|Almanzo in 1894, shortly before moving to Missouri|
Today is Almanzo Wilder's 157th birthday. I have always loved Manly Wilder. I fell for the patient, quiet, determined young man from These Happy Golden Years. His courtship of Laura set a bar too high for any of my future suitors to reach.
|Laura and Manly in 1885/86|
I think Almanzo has gotten a bit of a raw deal in the LIW scholarly world, though. Although many fans love young Almanzo of the books, later on he is most often described as a shy old man with little to say who spent most of his time hiding in the barn. A few years ago a New York Times review of a LIW biography described him this way "he remains, in all accounts, a stoic, almost silent, limping figure for the rest of his long life." It's like Manly becomes an after thought, reduced to a one dimensional character alongside his feisty wife and strong-willed daughter but that's not the picture that's painted by people that actually knew him.
In his 1986 article for the South Dakota Historical Society, William Anderson quotes Orel Dennis, the Mansfield boy who worked alongside the owner of Rocky Ridge in 1911, during the last stages of construction of the farmhouse there, as saying "Almanzo Wilder was one of the finest men I have ever know." Anderson also notes that "Helen Boylston also developed a strong affection for the male Wilder's endearing character when she joined the family unit during the late 1920s. "He was a lamb!" declared Boylston in 1981. "He was a sweet soul, he was a darling, and he was witty.... a good, kind, sweet, intelligent, patient man,... who was the most expert curser that I ever heard in my life!... My Lord! I thought I knew all the words, but he knew more." Laura Wilder, Boylston recalled, "nagged him, and yelled at him, howled at him, and adored him. That he knew, too.... he told me once,... 'I knew when I married her she had a temper. She still does. You just get used to those things."

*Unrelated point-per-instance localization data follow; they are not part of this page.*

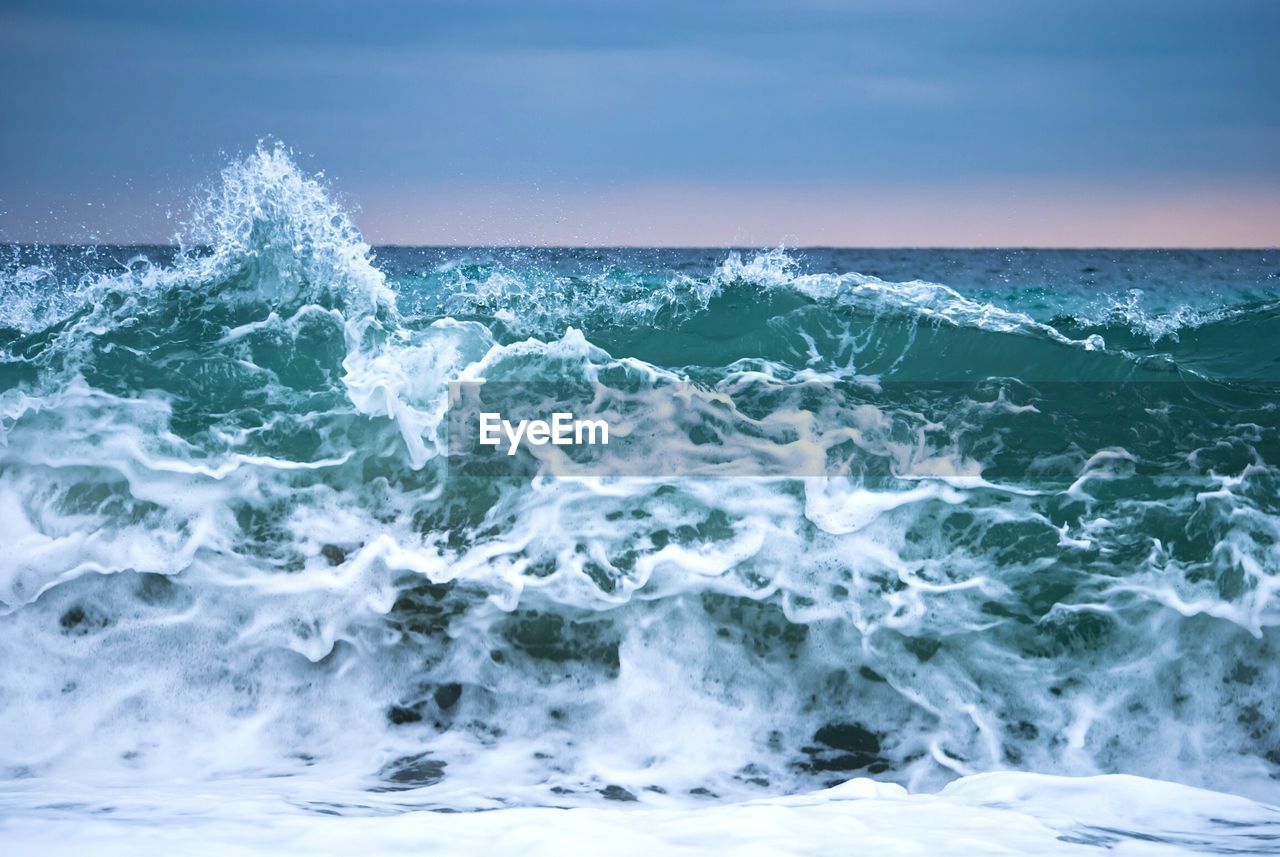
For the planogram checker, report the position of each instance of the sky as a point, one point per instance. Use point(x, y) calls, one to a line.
point(859, 123)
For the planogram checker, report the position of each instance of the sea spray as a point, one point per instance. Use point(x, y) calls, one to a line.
point(234, 548)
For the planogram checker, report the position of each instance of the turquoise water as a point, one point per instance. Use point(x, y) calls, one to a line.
point(1043, 534)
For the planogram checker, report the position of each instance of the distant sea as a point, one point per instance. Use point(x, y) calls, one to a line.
point(1027, 603)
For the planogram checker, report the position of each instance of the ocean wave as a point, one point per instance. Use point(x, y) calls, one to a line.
point(228, 513)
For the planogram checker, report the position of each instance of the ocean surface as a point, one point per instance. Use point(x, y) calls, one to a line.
point(1005, 580)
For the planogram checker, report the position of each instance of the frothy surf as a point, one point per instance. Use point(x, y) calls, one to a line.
point(236, 562)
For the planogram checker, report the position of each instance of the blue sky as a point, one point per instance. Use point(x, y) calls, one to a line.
point(812, 122)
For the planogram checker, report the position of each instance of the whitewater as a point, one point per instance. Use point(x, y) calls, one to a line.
point(891, 566)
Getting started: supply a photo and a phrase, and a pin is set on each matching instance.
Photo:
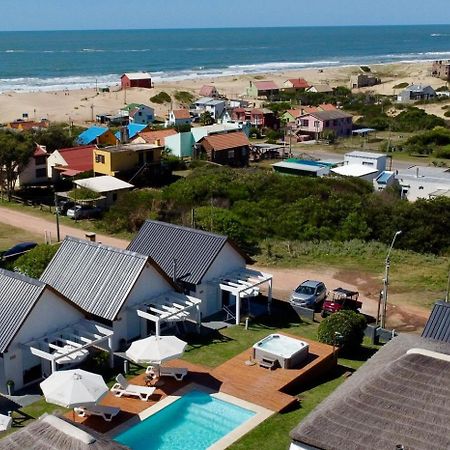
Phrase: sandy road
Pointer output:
(284, 280)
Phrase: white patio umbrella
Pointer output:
(155, 349)
(70, 388)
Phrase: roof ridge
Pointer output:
(22, 277)
(106, 247)
(189, 229)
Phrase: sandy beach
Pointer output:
(80, 106)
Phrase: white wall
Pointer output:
(50, 314)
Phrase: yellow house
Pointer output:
(126, 158)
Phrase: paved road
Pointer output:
(39, 226)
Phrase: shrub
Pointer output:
(34, 262)
(349, 324)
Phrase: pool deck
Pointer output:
(267, 388)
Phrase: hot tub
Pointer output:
(289, 352)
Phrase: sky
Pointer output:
(123, 14)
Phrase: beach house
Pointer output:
(69, 162)
(230, 149)
(315, 123)
(138, 113)
(96, 135)
(136, 79)
(416, 92)
(267, 89)
(121, 289)
(125, 160)
(40, 330)
(208, 266)
(179, 117)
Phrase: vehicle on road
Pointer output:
(17, 250)
(341, 299)
(310, 294)
(83, 212)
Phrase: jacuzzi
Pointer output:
(289, 352)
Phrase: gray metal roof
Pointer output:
(94, 276)
(18, 295)
(438, 324)
(193, 250)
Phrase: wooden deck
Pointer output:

Neta and Silas Seal, a young couple from Mansfield, became close to Laura and Manly in the 1930s. When asked by author Dan White if Almanzo was much of a talker, she said "oh yes! He liked to talk." I wonder if she ever got to hear his plethora of profanity.
|Manly & Laura in 1933 after the publication of Little House in the Big Woods|
By far my favorite quote from Dan White's interviews of Mansfield residents comes from Anna Gutschke who knew the Wilders from 1904 until their deaths. She didn't seem all that impressed with Laura, who she noted had quite a temper, but she had nothing but praise for Almanzo "Mr. Wilder was one of the greatest men. He had great humor, he enjoyed entertaining. He was absolutely the greatest. He had lots of fun, he was a joy."
That doesn't sound like a stoic, silent limping figure to me. So happy birthday Almanzo, you don't look a day over 155.